William Faulkner develops his original story Turnabout, which appeared in the Saturday Evening Post on 5 March 1932, for the screen, and had a hand in the iffy dialogue for the film, making it the only film version of his work that he co-wrote, in the screenplay written by Edith Fitzgerald and Dwight Taylor. MGM production head Irving Thalberg insisted on using Crawford, and the inclusion of a love interest in the film started a series of re-writes for Faulkner. The preview running time was 135 minutes, so it was much cut to its 113 minutes release.

Director Hawks seems at his most comfy with the battle scenes, and the careful mix of model work and live-action photography makes for convincing aerial sequences for its day, though the film also includes scenes from Hell’s Angels (1930) including the bomber expedition sequence, the main dogfight, and the two planes in head-on collision.

Basically, it was a cynical attempt to use Crawford any which way as she was on contract for $500,000 a year, working or not, suitable or not. But it backfired, and MGM suffered a loss of $23,000 on the film. The budget was $663,000 and the box office $1,035,000.
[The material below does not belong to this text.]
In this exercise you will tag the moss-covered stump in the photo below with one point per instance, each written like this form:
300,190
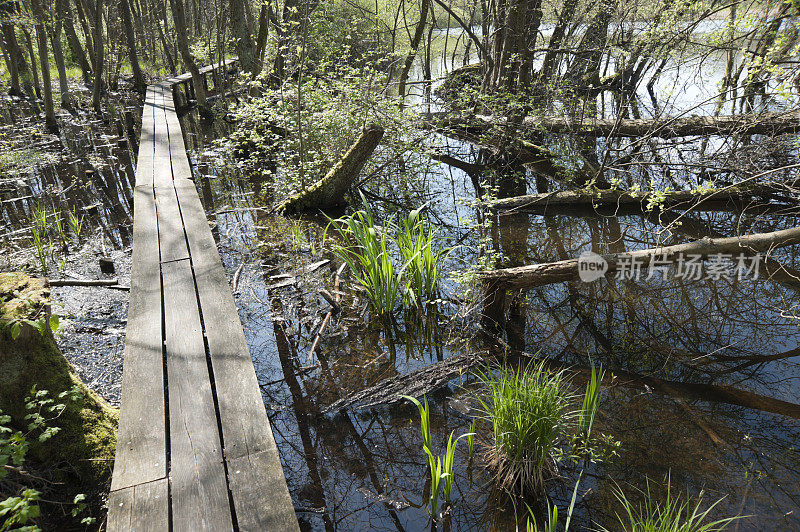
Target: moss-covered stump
85,443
Also in the cast are Roscoe Karns, Louise Closser Hale, Rollo Lloyd, Hilda Vaughn, Glen Cavender, C Montague Shaw, Ronald R Rondell, David Newell, Bert Moorhouse, Carlyle Moore Jr, Frank Marlowe, Eily Malyon, Murray Kinnell, Edward Cooper, and Ernie Alexander.
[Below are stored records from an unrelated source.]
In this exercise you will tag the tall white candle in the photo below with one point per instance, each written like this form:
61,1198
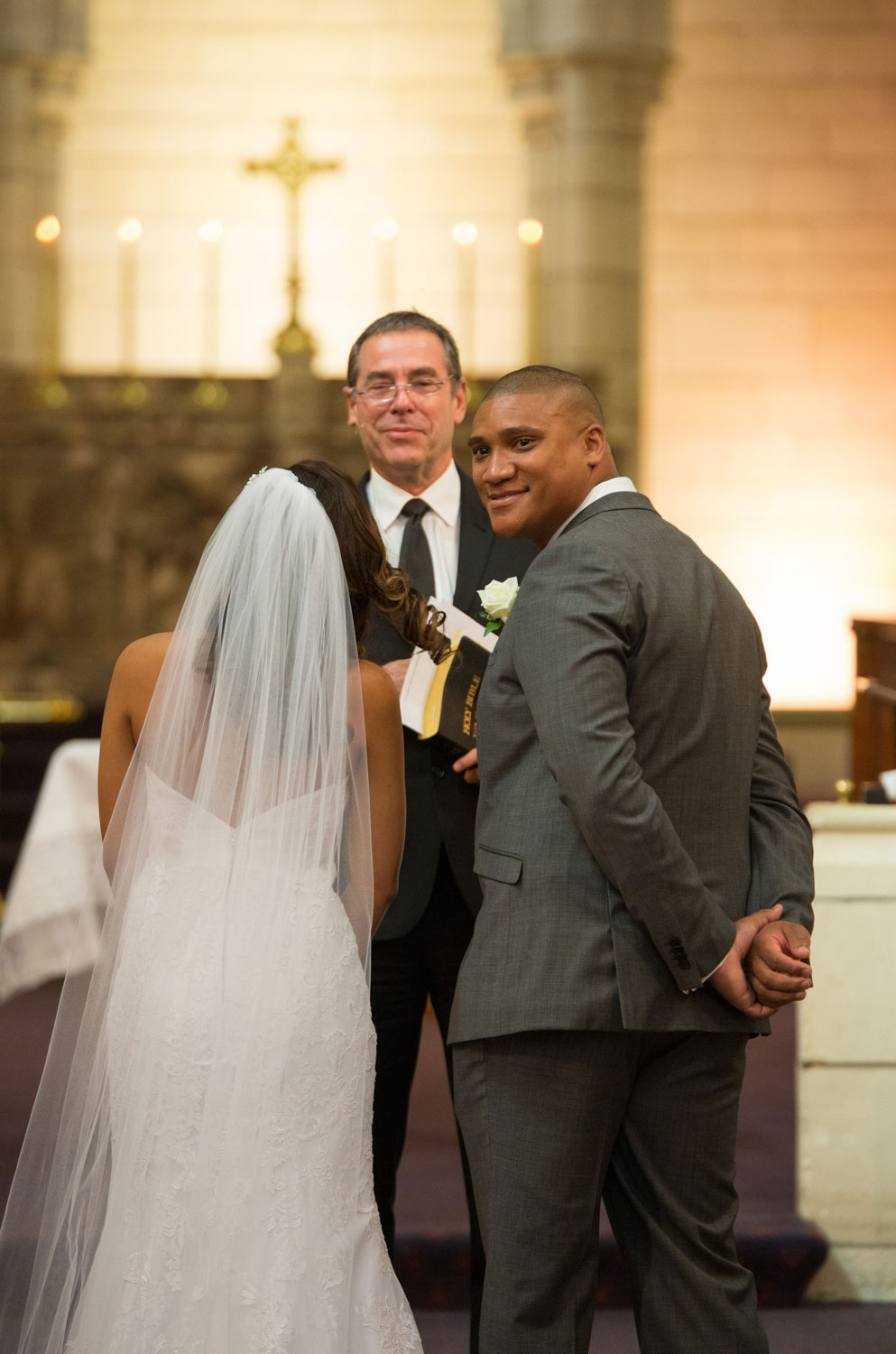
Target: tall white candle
531,233
465,237
129,235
Today We Live is directed by Howard Hawks, runs 113 minutes, is made by Metro-Goldwyn-Mayer, is distributed by Loew’s Inc, is written by William Faulkner (dialogue), Edith Fitzgerald (screenplay) and Dwight Taylor (screenplay), based on the 1932 Saturday Evening Post story Turnabout by William Faulkner, is shot by Oliver T Marsh and Elmer Dyer (aerial photography), and is produced by Howard Hawks.
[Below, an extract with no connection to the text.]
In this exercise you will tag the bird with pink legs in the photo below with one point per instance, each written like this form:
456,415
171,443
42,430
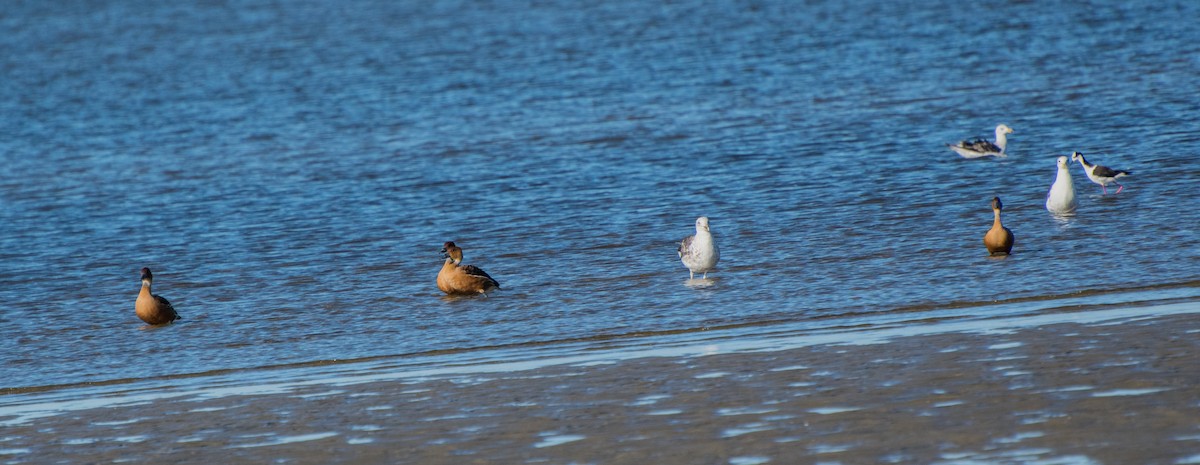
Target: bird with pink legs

Release date: April 14, 1933 (US).

The cast are Joan Crawford as Diana ‘Ann’ Boyce, Gary Cooper as Lieutenant Richard Bogard, Robert Young as Lieutenant Claude Hope, Franchot Tone as Lieutenant Ronnie Boyce-Smith, Roscoe Karns as ‘Mac’ McGinnis, Louise Closser Hale as Applegate, Hilda Vaughn as Eleanor, Eily Malyon as the Maid, Rollo Lloyd, Hilda Vaughn, Glen Cavender, C Montague Shaw, Ronald R Rondell, David Newell, Bert Moorhouse, Carlyle Moore Jr, Frank Marlowe, Murray Kinnell, Edward Cooper, and Ernie Alexander.